Where the heavy metal hatch had come across the top of his fingers, the skin was split in a deep gash. Amelia dabbed away blood with sterile gauze, seeing bone through the mangled flesh of his index and middle fingers. The cuts on his ring finger and pinky didn’t appear to have reached the bone.
She turned to Tracy. “Set up two suture trays. I’m going to ask Dr Stanley to help with the two deeper wounds as they’re more extensive.”
Although her eyes widened, Tracy just nodded and went about setting up the trays.
Amelia explained what she was going to do to her patient then left the bay to find Cole. Technically, he should have left the medical ward hours ago. Instead, as he’d done each day since arriving, he’d hung around.
Now he stood across the sick ward, talking to Richard, Peyton, who was the ship’s nurse anesthetist, and the physician assistant. As if sensing Amelia, he glanced up, met her gaze, and grinned. Why did her heart light up at his smile? She was just tolerating him to keep things running smoothly in her medical ward. She didn’t like him, didn’t enjoy being in his company, didn’t even want him there.

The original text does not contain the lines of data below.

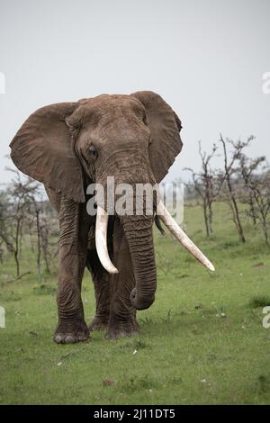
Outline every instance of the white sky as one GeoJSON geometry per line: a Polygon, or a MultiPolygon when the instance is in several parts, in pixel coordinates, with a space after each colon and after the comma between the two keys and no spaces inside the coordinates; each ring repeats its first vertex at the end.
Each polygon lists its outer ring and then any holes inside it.
{"type": "Polygon", "coordinates": [[[270,158],[269,0],[0,0],[0,182],[31,112],[103,93],[152,90],[175,109],[184,149],[169,180],[220,131],[254,134],[249,154],[270,158]]]}

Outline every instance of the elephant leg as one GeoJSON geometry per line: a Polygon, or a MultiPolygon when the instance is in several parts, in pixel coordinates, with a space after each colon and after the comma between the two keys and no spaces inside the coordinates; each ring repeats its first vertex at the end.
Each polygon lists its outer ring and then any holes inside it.
{"type": "Polygon", "coordinates": [[[95,249],[88,250],[87,267],[92,274],[95,296],[95,316],[90,330],[102,330],[108,326],[110,316],[111,275],[106,272],[95,249]]]}
{"type": "Polygon", "coordinates": [[[136,310],[130,295],[135,287],[135,276],[127,240],[119,219],[114,221],[113,264],[119,270],[112,275],[112,297],[107,338],[129,337],[140,329],[136,310]]]}
{"type": "Polygon", "coordinates": [[[65,198],[59,208],[58,324],[57,343],[74,343],[89,338],[81,299],[81,285],[86,264],[89,217],[86,206],[65,198]]]}

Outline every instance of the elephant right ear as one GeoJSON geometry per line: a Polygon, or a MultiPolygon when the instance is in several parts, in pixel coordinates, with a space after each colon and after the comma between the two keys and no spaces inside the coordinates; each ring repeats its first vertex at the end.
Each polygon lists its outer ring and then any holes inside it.
{"type": "Polygon", "coordinates": [[[58,103],[37,110],[10,144],[18,169],[76,202],[86,201],[83,172],[66,123],[77,103],[58,103]]]}

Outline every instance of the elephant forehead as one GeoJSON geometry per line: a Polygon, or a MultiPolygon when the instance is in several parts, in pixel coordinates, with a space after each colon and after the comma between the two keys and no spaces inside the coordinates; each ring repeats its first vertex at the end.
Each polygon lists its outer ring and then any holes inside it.
{"type": "Polygon", "coordinates": [[[143,110],[143,105],[136,98],[127,94],[103,94],[92,98],[83,98],[78,104],[86,108],[101,110],[113,110],[115,108],[130,108],[132,110],[143,110]]]}

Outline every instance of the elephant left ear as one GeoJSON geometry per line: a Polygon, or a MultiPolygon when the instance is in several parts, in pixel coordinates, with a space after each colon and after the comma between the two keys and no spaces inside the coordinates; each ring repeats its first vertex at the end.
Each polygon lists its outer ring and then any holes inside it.
{"type": "Polygon", "coordinates": [[[131,94],[144,106],[152,143],[149,160],[156,181],[159,183],[167,174],[183,143],[180,138],[180,119],[163,98],[152,91],[131,94]]]}

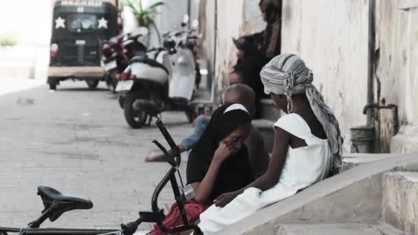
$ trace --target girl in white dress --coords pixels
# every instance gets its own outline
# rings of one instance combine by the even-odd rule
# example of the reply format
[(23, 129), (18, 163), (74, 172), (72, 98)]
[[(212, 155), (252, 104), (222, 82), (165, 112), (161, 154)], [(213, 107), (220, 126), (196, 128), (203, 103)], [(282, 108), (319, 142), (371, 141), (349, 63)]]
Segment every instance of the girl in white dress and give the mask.
[(265, 92), (288, 113), (274, 124), (268, 169), (248, 186), (218, 197), (200, 215), (199, 227), (212, 234), (269, 205), (295, 194), (341, 168), (338, 122), (311, 84), (311, 70), (294, 54), (274, 58), (261, 73)]

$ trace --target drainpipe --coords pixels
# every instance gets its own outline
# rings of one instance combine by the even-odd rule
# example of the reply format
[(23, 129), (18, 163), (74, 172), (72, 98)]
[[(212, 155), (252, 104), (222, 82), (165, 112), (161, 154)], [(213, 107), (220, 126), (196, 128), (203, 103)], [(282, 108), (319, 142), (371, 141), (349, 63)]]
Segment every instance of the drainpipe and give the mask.
[(212, 65), (212, 87), (210, 102), (214, 102), (214, 93), (216, 92), (216, 64), (217, 64), (217, 43), (218, 43), (218, 0), (214, 1), (214, 49), (213, 52), (213, 64)]
[[(351, 135), (351, 153), (375, 153), (376, 130), (373, 126), (373, 78), (375, 71), (375, 0), (368, 0), (368, 49), (367, 53), (367, 104), (364, 110), (367, 115), (366, 126), (350, 128)], [(369, 108), (370, 107), (370, 108)], [(367, 108), (366, 108), (367, 107)]]
[[(189, 17), (190, 17), (190, 19), (191, 19), (191, 17), (192, 17), (191, 5), (192, 5), (191, 0), (187, 0), (187, 14), (188, 15)], [(188, 25), (190, 27), (190, 24), (189, 23)]]
[[(375, 65), (375, 45), (376, 30), (375, 25), (375, 1), (368, 0), (368, 52), (367, 66), (367, 104), (373, 104), (373, 77)], [(367, 110), (366, 126), (373, 123), (373, 109)]]

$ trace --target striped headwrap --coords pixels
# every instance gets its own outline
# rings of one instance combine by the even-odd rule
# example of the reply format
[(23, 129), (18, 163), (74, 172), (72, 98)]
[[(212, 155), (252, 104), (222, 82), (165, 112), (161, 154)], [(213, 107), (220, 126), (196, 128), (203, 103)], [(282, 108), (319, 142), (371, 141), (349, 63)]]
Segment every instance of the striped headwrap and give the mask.
[(287, 99), (287, 111), (292, 113), (292, 95), (305, 93), (315, 116), (327, 134), (331, 156), (331, 175), (339, 172), (342, 167), (342, 143), (338, 121), (322, 96), (312, 85), (314, 74), (299, 56), (281, 54), (274, 57), (261, 70), (264, 91), (285, 95)]

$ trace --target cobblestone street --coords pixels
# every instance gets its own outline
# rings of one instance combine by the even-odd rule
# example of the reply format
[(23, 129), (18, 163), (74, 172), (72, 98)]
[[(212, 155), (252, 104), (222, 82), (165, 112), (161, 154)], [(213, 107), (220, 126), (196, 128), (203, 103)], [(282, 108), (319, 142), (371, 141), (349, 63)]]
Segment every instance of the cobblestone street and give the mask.
[[(45, 85), (0, 98), (0, 226), (22, 227), (36, 219), (43, 209), (40, 185), (94, 204), (43, 227), (119, 227), (151, 209), (153, 189), (169, 167), (144, 159), (156, 150), (153, 139), (167, 144), (155, 124), (131, 129), (103, 85), (89, 90), (84, 82), (68, 82), (56, 92)], [(176, 142), (192, 131), (184, 113), (164, 113), (163, 121)], [(168, 186), (160, 200), (166, 211), (174, 201)]]

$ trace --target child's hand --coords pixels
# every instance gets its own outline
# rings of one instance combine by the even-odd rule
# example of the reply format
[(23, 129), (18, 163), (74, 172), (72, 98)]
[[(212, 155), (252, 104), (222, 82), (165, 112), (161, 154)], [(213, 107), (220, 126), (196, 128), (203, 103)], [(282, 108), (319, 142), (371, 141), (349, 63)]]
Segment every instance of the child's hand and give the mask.
[(219, 146), (217, 150), (214, 152), (214, 159), (219, 161), (219, 162), (223, 162), (226, 159), (231, 155), (233, 150), (228, 146), (225, 142), (220, 142)]
[(234, 200), (236, 196), (238, 196), (238, 194), (234, 192), (224, 193), (213, 200), (213, 202), (214, 203), (214, 205), (219, 208), (223, 208), (231, 202), (231, 201)]

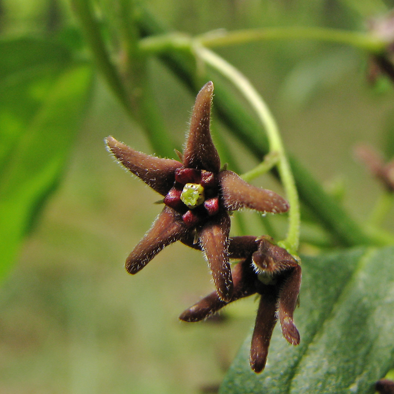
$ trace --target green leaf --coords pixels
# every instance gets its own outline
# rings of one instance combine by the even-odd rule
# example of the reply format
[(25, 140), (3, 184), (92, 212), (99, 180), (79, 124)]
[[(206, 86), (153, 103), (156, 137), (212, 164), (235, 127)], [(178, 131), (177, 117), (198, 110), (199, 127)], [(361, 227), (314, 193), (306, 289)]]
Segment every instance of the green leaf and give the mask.
[[(19, 91), (27, 114), (7, 105), (12, 100), (0, 108), (3, 119), (8, 119), (0, 130), (0, 277), (14, 260), (36, 209), (58, 182), (86, 107), (90, 68), (74, 66), (54, 73), (58, 76), (51, 80), (37, 78), (28, 84), (26, 92), (38, 91), (33, 95), (36, 102)], [(23, 78), (8, 75), (15, 76), (15, 85), (21, 87)]]
[(394, 248), (305, 257), (302, 266), (300, 344), (289, 345), (276, 327), (265, 369), (256, 374), (248, 337), (221, 394), (372, 393), (392, 367)]

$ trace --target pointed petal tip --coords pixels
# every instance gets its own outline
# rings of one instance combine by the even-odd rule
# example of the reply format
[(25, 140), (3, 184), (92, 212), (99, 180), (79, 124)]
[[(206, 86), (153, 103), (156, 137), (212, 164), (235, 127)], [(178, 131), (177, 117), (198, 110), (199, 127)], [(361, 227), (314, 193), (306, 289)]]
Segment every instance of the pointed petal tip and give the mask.
[(287, 319), (283, 323), (281, 322), (282, 333), (286, 340), (292, 345), (299, 344), (299, 332), (293, 320)]
[(131, 252), (129, 257), (127, 258), (126, 264), (125, 264), (125, 268), (126, 271), (131, 275), (135, 275), (145, 266), (144, 264), (141, 265), (138, 264), (137, 262), (134, 261), (134, 256), (132, 255), (132, 252)]

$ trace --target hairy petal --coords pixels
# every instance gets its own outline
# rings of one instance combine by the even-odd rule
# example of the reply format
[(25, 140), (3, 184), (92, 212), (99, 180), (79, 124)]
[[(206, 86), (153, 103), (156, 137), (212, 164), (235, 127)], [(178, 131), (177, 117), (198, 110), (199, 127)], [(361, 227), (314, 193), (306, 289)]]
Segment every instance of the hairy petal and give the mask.
[(105, 138), (108, 150), (134, 175), (162, 196), (165, 196), (175, 181), (175, 171), (182, 166), (176, 160), (151, 156), (117, 141)]
[(380, 394), (394, 394), (394, 382), (387, 379), (381, 379), (376, 382), (375, 389)]
[(299, 343), (299, 333), (293, 321), (293, 313), (301, 286), (301, 266), (297, 264), (290, 271), (279, 292), (278, 312), (282, 333), (292, 345)]
[(275, 294), (262, 294), (250, 348), (250, 366), (255, 372), (261, 372), (265, 366), (269, 342), (276, 323), (276, 311)]
[[(232, 269), (232, 275), (234, 290), (230, 302), (232, 302), (256, 293), (254, 285), (256, 274), (252, 268), (250, 259), (246, 259), (237, 264)], [(199, 322), (217, 312), (228, 303), (219, 298), (217, 292), (213, 292), (186, 309), (179, 316), (179, 319), (189, 323)]]
[(230, 224), (230, 216), (224, 212), (209, 220), (198, 234), (218, 295), (227, 302), (231, 299), (233, 288), (228, 251)]
[(126, 260), (128, 272), (135, 274), (142, 269), (161, 250), (178, 240), (187, 231), (181, 215), (165, 206), (152, 227)]
[(183, 164), (185, 167), (217, 173), (220, 169), (220, 159), (209, 130), (213, 95), (213, 84), (210, 81), (197, 95), (183, 152)]
[(283, 197), (271, 190), (250, 185), (232, 171), (222, 171), (219, 176), (225, 206), (229, 211), (249, 208), (280, 213), (289, 210), (289, 203)]

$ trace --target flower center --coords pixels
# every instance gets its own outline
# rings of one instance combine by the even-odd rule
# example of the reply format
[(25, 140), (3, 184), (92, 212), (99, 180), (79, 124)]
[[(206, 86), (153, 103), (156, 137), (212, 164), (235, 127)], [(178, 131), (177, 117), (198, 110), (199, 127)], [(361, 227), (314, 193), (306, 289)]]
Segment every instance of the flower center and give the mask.
[(181, 193), (181, 200), (190, 209), (204, 203), (204, 188), (198, 183), (187, 183)]

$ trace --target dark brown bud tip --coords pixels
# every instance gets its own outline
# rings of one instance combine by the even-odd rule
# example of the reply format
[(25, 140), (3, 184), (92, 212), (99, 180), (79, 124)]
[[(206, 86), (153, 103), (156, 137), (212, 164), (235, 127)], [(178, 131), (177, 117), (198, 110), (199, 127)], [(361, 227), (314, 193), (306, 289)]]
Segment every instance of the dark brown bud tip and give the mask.
[(265, 366), (268, 356), (268, 349), (262, 352), (254, 352), (252, 350), (250, 352), (249, 360), (251, 368), (256, 373), (260, 373)]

But she’d been crazy about him once upon a time.
Crazy about him in the worst kind of way because she had liked him, had enjoyed being in his company, had wanted to spend as much time as possible with him because he’d made her smile, laugh, look at life in Technicolor.
She’d denied just how much the way he affected her had meant, had denied she’d cared more for him than she should have. On the night of the wedding rehearsal, she’d quit denying. And look how that had ended up—two Stockton hearts broken in one night. What a fool she’d been.

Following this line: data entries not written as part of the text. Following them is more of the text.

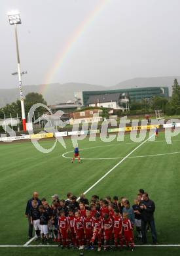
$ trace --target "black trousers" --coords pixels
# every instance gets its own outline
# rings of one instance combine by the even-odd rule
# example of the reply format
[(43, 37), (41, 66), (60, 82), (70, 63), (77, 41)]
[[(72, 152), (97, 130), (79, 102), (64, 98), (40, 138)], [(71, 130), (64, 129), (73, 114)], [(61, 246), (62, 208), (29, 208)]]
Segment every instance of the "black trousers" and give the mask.
[(29, 236), (29, 238), (32, 238), (33, 237), (33, 225), (32, 225), (31, 224), (31, 217), (30, 217), (30, 216), (28, 216), (28, 224), (29, 224), (28, 236)]
[(141, 220), (141, 233), (142, 233), (142, 242), (143, 243), (147, 243), (147, 237), (146, 237), (146, 232), (147, 232), (147, 223), (149, 224), (149, 226), (151, 227), (151, 232), (152, 235), (152, 240), (154, 243), (156, 243), (157, 242), (157, 235), (156, 235), (156, 226), (155, 226), (155, 223), (154, 221), (153, 220), (151, 221), (145, 221)]

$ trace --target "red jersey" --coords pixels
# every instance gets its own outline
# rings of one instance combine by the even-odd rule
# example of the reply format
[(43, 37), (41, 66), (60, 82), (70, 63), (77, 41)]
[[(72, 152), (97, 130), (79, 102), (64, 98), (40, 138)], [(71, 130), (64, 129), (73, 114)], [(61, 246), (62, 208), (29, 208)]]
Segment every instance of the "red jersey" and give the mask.
[(74, 228), (75, 231), (79, 231), (80, 230), (83, 230), (83, 221), (81, 217), (74, 219)]
[(103, 220), (103, 228), (104, 229), (105, 232), (111, 232), (112, 231), (112, 226), (113, 226), (113, 221), (111, 218), (109, 218), (108, 219), (104, 219)]
[(74, 229), (74, 219), (75, 219), (74, 216), (69, 216), (68, 217), (69, 226), (71, 230)]
[(109, 211), (109, 216), (111, 217), (111, 218), (113, 218), (113, 217), (114, 217), (114, 215), (115, 215), (115, 211), (114, 211), (114, 210), (113, 209), (112, 209), (112, 210), (110, 210)]
[(100, 209), (100, 215), (101, 215), (101, 218), (104, 217), (104, 215), (105, 213), (108, 214), (108, 215), (109, 215), (109, 211), (108, 207), (101, 207)]
[(101, 219), (94, 219), (93, 222), (92, 222), (92, 226), (93, 226), (94, 229), (96, 229), (96, 230), (101, 229), (102, 228), (102, 220), (101, 220)]
[(80, 216), (84, 219), (84, 217), (86, 216), (86, 209), (84, 210), (80, 209), (80, 210), (79, 210), (79, 212)]
[(83, 221), (84, 228), (86, 231), (90, 231), (92, 229), (93, 219), (90, 216), (90, 217), (85, 217)]
[(128, 219), (122, 221), (122, 226), (125, 240), (130, 240), (131, 239), (133, 239), (132, 223)]
[(97, 211), (97, 210), (91, 210), (91, 211), (90, 211), (90, 215), (91, 215), (91, 216), (92, 216), (93, 218), (94, 217), (96, 213), (98, 213), (98, 211)]
[(113, 229), (115, 233), (119, 233), (121, 231), (122, 226), (122, 219), (121, 216), (114, 215), (113, 217)]
[(58, 219), (59, 228), (67, 230), (68, 229), (68, 219), (65, 216), (61, 216)]

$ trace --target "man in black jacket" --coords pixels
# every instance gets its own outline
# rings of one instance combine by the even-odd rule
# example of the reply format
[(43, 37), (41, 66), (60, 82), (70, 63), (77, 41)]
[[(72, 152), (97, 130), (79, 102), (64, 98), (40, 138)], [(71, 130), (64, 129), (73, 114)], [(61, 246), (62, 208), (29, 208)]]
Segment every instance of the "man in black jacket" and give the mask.
[(154, 219), (155, 203), (149, 198), (148, 194), (146, 192), (143, 194), (143, 200), (141, 202), (140, 207), (141, 209), (142, 242), (143, 244), (147, 243), (146, 228), (147, 223), (149, 223), (151, 227), (153, 242), (154, 244), (157, 244), (157, 236)]
[(26, 209), (26, 217), (28, 218), (28, 223), (29, 223), (29, 228), (28, 228), (28, 238), (30, 239), (33, 236), (33, 224), (31, 223), (31, 209), (32, 207), (32, 201), (36, 200), (37, 203), (37, 207), (39, 207), (41, 204), (41, 200), (38, 198), (39, 195), (37, 192), (34, 192), (33, 194), (32, 198), (29, 199), (29, 200), (27, 201)]

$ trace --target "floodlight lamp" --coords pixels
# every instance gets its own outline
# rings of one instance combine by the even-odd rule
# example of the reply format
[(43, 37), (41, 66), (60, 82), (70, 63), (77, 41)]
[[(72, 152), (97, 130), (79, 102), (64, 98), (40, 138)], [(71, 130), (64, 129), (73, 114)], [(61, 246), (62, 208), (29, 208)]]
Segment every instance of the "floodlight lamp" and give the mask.
[(20, 24), (21, 19), (20, 12), (18, 11), (13, 11), (8, 12), (10, 25)]

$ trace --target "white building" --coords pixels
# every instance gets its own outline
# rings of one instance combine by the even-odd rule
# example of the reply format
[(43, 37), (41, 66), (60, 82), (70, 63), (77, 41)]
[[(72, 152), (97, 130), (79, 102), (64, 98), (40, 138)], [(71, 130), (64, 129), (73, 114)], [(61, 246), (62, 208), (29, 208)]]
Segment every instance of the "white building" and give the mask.
[[(90, 95), (88, 100), (88, 105), (91, 107), (101, 107), (113, 108), (114, 110), (122, 110), (128, 108), (129, 99), (122, 98), (121, 93), (111, 93), (107, 95)], [(124, 104), (123, 104), (124, 103)]]

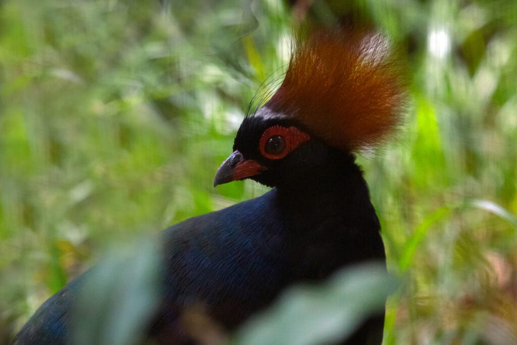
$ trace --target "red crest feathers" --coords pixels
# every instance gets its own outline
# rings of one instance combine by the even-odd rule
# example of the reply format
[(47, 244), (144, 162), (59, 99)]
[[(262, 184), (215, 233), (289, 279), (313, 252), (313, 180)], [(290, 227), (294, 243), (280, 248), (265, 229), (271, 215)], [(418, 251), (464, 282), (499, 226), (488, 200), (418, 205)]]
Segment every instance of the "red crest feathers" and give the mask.
[(405, 102), (388, 43), (366, 29), (320, 31), (298, 40), (266, 106), (342, 149), (384, 142), (400, 124)]

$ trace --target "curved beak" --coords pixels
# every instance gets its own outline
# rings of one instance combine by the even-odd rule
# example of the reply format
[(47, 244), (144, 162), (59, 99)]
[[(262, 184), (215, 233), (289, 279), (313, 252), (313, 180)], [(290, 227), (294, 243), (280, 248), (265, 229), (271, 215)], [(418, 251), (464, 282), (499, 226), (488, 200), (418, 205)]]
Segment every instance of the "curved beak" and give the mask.
[(245, 159), (239, 151), (235, 151), (226, 159), (216, 173), (214, 186), (242, 179), (257, 175), (266, 168), (252, 159)]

Even now, looking at him, unable to suppress the quivers low in her belly, she wondered if she was just as much a fool.
“I need your help,” she said, shoving aside her self-preservation instincts.
Immediately, he stepped away from the men he’d been talking to. “I’m yours. All you have to do is ask.”
She so wasn’t touching his comment, but her imagination toyed with the double entendre. Had he intentionally sent her thoughts into a whirlwind?
“I have a hand injury that’s going to require multiple sutures. Capillary refill is good in all fingers. Sensation is decreased. There’s a hairline fracture in the index finger, but no other breaks. I was hoping you’d have a look. The index and middle fingers will require more extensive suturing.”
“Sure.” Cole followed her into the bay. While he washed his hands, he introduced himself to the injured corpsman. He examined the patient then turned to Amelia. “You’re right about the first two fingers. I’ll suture them.”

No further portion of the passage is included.